Waiting for medical results is like watching a pot that doesn’t want to boil. When diagnosing lung cancer, many people are left waiting for what seems like an eternity. And once the results are in, the waiting doesn’t necessarily end. Those diagnosed with lung cancer often undergo additional tests to determine whether or not they will respond positively to novel immunotherapy treatments. Of course, more tests mean more waiting. Each moment waiting for results is another moment further away from receiving a clean bill of health. Luckily, thanks to a new device, lung cancer patients may be able to get results in mere seconds.

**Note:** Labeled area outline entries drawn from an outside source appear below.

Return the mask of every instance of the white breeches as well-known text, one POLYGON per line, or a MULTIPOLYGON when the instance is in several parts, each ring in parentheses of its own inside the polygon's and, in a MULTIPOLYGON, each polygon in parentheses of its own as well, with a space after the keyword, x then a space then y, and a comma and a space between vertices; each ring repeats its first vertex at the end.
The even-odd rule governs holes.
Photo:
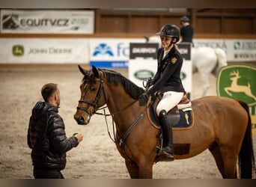
POLYGON ((168 112, 177 105, 181 100, 183 95, 184 93, 183 92, 167 91, 163 93, 162 98, 156 106, 157 115, 159 116, 162 110, 165 110, 168 112))

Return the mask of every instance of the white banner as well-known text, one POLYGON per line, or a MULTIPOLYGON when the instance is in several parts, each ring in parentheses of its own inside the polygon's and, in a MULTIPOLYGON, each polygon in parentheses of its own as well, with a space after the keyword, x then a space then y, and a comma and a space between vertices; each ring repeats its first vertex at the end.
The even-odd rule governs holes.
MULTIPOLYGON (((129 61, 129 79, 139 87, 143 87, 143 80, 153 78, 157 70, 157 60, 138 58, 129 61)), ((180 78, 183 87, 188 93, 192 92, 192 61, 183 59, 180 78)))
POLYGON ((195 39, 195 47, 222 48, 228 61, 256 61, 256 39, 195 39))
POLYGON ((97 38, 90 40, 91 64, 106 68, 127 68, 129 43, 144 38, 97 38))
POLYGON ((93 34, 94 11, 1 10, 1 32, 93 34))
POLYGON ((81 38, 0 38, 0 64, 88 63, 88 43, 81 38))

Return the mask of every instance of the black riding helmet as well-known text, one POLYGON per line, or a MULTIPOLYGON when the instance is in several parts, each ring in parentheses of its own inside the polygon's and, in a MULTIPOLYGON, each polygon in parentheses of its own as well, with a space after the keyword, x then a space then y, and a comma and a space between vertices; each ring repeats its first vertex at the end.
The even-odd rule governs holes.
POLYGON ((180 40, 180 28, 173 24, 166 24, 163 25, 158 33, 156 33, 156 34, 159 36, 165 36, 165 37, 176 37, 177 43, 180 40))
POLYGON ((187 16, 183 16, 180 18, 180 22, 189 22, 189 18, 188 18, 187 16))

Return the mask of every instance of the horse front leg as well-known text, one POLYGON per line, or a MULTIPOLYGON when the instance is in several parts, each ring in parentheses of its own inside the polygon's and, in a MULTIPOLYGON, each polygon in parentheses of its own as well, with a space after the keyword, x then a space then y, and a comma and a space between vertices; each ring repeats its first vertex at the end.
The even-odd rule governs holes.
POLYGON ((137 164, 126 159, 125 164, 132 179, 152 179, 153 163, 137 164))

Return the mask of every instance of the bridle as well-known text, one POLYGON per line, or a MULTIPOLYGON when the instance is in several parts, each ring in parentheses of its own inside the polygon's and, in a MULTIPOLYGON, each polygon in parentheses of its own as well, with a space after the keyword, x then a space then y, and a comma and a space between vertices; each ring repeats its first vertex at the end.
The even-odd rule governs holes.
POLYGON ((106 126, 107 126, 107 129, 108 129, 108 133, 109 133, 109 138, 113 141, 114 143, 117 144, 116 141, 118 141, 118 145, 121 147, 122 149, 122 151, 124 153, 124 154, 126 156, 126 157, 128 159, 128 160, 131 162, 134 162, 129 157, 129 156, 127 154, 125 150, 124 150, 124 144, 125 144, 125 141, 127 139, 127 138, 128 137, 129 134, 132 131, 132 129, 137 126, 137 124, 138 123, 138 122, 143 118, 144 114, 145 114, 145 111, 147 108, 148 106, 147 106, 145 108, 145 109, 141 113, 139 114, 139 115, 137 117, 136 120, 132 123, 132 124, 129 126, 129 128, 127 130, 127 132, 125 132, 125 134, 124 135, 124 136, 122 138, 118 138, 117 140, 115 140, 113 138, 112 138, 111 135, 110 135, 110 132, 109 131, 109 125, 108 125, 108 122, 107 122, 107 120, 106 120, 106 117, 107 116, 112 116, 112 127, 113 127, 113 133, 114 133, 114 137, 115 137, 115 125, 114 125, 114 120, 113 120, 113 117, 118 114, 120 114, 121 113, 122 111, 124 111, 124 110, 127 109, 128 108, 129 108, 131 105, 132 105, 135 102, 136 102, 138 101, 138 99, 136 100, 134 100, 133 102, 132 102, 131 103, 129 103, 128 105, 125 106, 124 108, 123 108, 121 111, 117 111, 115 113, 113 113, 112 114, 106 114, 106 112, 105 112, 105 108, 106 107, 103 107, 103 108, 99 108, 98 107, 98 102, 100 100, 100 94, 101 94, 101 92, 103 92, 103 96, 104 96, 104 99, 105 99, 105 102, 106 102, 106 93, 105 93, 105 90, 104 90, 104 87, 103 87, 103 79, 100 74, 100 79, 96 79, 97 81, 100 81, 100 87, 99 87, 99 89, 98 89, 98 91, 96 94, 96 96, 95 96, 95 99, 93 102, 90 102, 90 101, 86 101, 86 100, 84 100, 84 99, 79 99, 79 103, 86 103, 88 104, 88 106, 87 108, 83 108, 83 107, 80 107, 80 106, 77 106, 76 108, 77 110, 82 110, 82 111, 85 111, 88 115, 89 115, 89 117, 91 117, 91 116, 94 114, 100 114, 100 115, 104 115, 105 116, 105 120, 106 120, 106 126), (90 106, 93 106, 94 107, 94 112, 90 112, 88 111, 88 108, 90 106), (102 114, 102 113, 97 113, 96 112, 97 110, 100 110, 100 109, 104 109, 104 114, 102 114))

An electronic nose, appropriately referred to as eNose, is being trialed to determine how accurate it is in identifying patients who will respond positively to immunotherapy treatments. The eNose is a small device containing sensors designed to detect volatile organic compounds (VOC). VOC are compounds that easily become vapors or gases and are typically released by burning fuel or some consumer products, including cigarettes. These compounds are present in approximately 1% of exhaled breath, previously making detection of VOC extremely difficult. The eNose has changed the game by making VOC detection easier and quicker than ever. Patients are asked to take a deep breath and hold it for five seconds before slowly exhaling into the eNose. The highly sensitive sensors analyze the components of the breath and send the data to a server for real-time processing. The results are then ran through an online database to identify whether or not the patient will respond to the immunotherapy treatment. The whole process takes less than a minute.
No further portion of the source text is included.